Streaming Best Practices
Note:
You must connect to the WebSocket at least once every 24 hours. If not, then you must send the optional "offset" input parameter together with the value of the last offset you received.
Ensure there is a minimum of 10000ms (10 seconds) between sending the "complete" message to close one WebSocket connection and the next "subscribe" message to reopen a WebSocket connection.
The Streaming API is not throttled. As events are produced, they are immediately sent out. Potentially, this means many events will be pushed at the same time and create a backpressure.
To cope with this potential backpressure, it is essential the consuming architecture can scale, for example, by buffering before writing to back-end systems. If the backpressure exceeds the ability of the consuming architecture to scale, you can disconnect the WebSocket and then restart it later once more capacity is available in the consuming architecture. Any events that occurred since the WebSocket disconnect will be sent as soon as you reconnect.
While no option is currently available to clear the backlog of events, the "latest" parameter allows you to skip to the latest Business Event in the stream and continue processing from there.
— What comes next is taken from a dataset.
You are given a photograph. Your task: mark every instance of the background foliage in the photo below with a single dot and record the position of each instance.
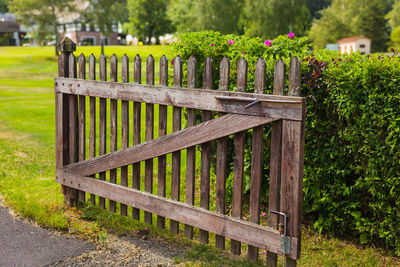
(352, 152)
To ensure streaming clients are resilient, redundancy in clients is key. However, only one client can be connected to consume events from a single chain on a single application key. The best practice is to create multiple consuming clients, but maintain a log of which client is connected. The consuming clients not connected should not send requests to the streaming gateway (as these will receive a 4409 response), but wait until the first connected client disconnects before the next client connects. Some partner solutions on the marketplace already implement this pattern.